Tuesday, August 18, 2009

Some algae biofuel news

Sustainable Green Technologies (SGT) a start-up company in Escondido, California announced today that it has discovered a highly effective and low cost way to massively increase algal oil production. Metabolic engineering research conducted at SGT over the past two years paid off when SGT scientists uncovered the elusive and long sought after “lipid trigger” in green algae. Usually algae store excess harvested solar energy in the form of starch and in smaller amounts as lipid droplets within their cells. But under certain ideal conditions, many microalgae appear to flip a switch to turn on massive production and storage of oils instead of starch.
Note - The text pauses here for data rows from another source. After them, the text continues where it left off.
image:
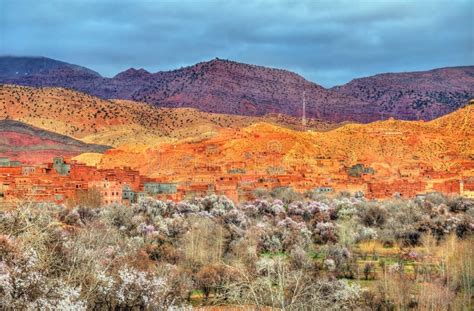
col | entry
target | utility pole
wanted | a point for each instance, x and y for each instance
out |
(303, 119)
The true nature of this metabolic switch as well as the conditions which activate (or trigger) the switch remained elusive. Now SGT is able to activate the switch at will and to create “obese algae.” This breakthrough technology supports the U.S. Advanced Energy Initiative - which seeks to diversify the U.S. energy portfolio and to reduce dependence on foreign oil.
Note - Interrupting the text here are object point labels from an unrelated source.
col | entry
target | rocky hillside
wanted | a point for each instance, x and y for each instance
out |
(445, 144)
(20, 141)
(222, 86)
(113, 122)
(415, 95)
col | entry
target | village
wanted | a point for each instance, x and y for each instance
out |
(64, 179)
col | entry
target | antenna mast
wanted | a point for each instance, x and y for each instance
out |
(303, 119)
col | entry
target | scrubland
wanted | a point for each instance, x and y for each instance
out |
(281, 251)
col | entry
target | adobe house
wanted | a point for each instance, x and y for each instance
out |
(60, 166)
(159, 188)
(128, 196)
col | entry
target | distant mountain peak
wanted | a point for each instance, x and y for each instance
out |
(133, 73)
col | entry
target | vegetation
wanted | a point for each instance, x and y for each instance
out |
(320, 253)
“We uncovered the algae oil lipid trigger almost by accident,” notes Dr. Elmar Schmid, SGT’s CSO. "We were looking for new and rational uses of a waste stream from our biohydrogen technology. We found the waste from our biohydrogen system sparked tremendous growth of our green algae, and more importantly, massively increased lipid production and storage within our algae. In other words, our algae became obese within one week! We now have a highly efficient, cost-effective way of producing large amounts of algae oils for biodiesel fuel production. On top of that, we can produce clean biohydrogen from the resulting biodiesel refinery waste!” exclaims Dr. Schmid. …
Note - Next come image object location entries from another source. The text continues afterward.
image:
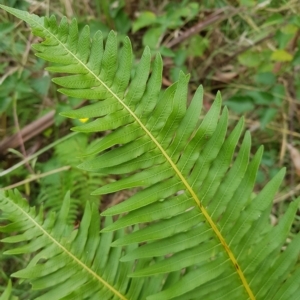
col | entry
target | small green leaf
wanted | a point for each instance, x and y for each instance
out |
(145, 19)
(197, 45)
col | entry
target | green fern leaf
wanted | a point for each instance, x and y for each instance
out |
(70, 264)
(208, 225)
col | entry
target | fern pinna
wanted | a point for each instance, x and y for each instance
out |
(209, 236)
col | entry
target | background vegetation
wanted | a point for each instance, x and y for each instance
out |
(247, 49)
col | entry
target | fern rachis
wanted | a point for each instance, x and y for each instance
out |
(201, 205)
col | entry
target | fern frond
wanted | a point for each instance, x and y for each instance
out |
(7, 294)
(71, 264)
(80, 183)
(207, 222)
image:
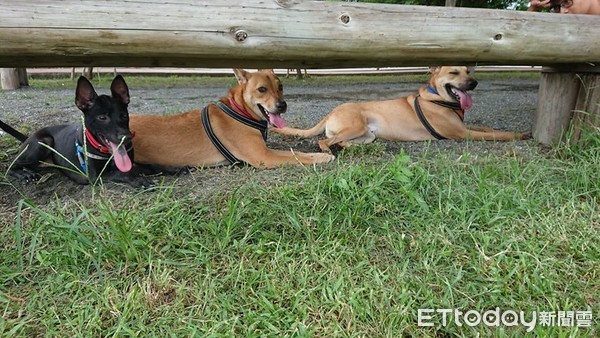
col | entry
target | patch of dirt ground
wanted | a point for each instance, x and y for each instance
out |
(506, 104)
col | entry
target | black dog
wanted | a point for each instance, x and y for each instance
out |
(107, 149)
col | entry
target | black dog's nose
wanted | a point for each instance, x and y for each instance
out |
(472, 84)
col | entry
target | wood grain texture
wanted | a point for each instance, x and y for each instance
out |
(290, 34)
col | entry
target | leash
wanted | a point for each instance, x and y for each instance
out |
(425, 122)
(215, 140)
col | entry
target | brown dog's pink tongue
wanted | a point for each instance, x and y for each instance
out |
(122, 160)
(277, 120)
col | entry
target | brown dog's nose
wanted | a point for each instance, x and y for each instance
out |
(281, 106)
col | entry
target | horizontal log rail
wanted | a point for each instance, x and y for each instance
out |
(285, 33)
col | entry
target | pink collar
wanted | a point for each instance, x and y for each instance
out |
(240, 110)
(96, 144)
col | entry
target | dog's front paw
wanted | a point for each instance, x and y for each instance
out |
(26, 176)
(141, 182)
(525, 136)
(324, 158)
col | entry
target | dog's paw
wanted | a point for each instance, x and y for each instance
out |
(525, 136)
(323, 157)
(26, 176)
(142, 183)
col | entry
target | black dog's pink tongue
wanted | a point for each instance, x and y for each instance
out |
(122, 160)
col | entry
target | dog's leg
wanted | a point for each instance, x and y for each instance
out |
(132, 178)
(271, 158)
(31, 153)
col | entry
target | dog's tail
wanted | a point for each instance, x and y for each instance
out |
(319, 128)
(13, 132)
Calif. startup announces algae breakthrough

A Cambridge, Massachusetts-based start-up has emerged from stealth operations with a process that it says can produce transportation fuel from sunlight and carbon dioxide (CO2) without the need for growing biomass like corn, switchgrass or algae. Joule Biotechnologies, Inc. says it has achieved a bioengineering breakthrough that can harnesses sunlight to directly convert CO2 into liquid energy. Joule said its uses highly-engineered photosynthetic organisms in a process that requires no agriculture land or fresh water to produce 20,000 gallons of renewable ethanol or hydrocarbons per acre annually. The company revealed few details claiming the need to protect trade secrets at this point in time, but promised that its first product will be available in 2010. Joule's chief executive Bill Sims told the Wall Street Journal: "We're not a biofuel company, because biofuels are biomass-derived; our technology leverages a highly synthetic organism to create transportation fuels and chemicals. We don't have an intermediary that has to be grown or transported, it's a direct-to-product process."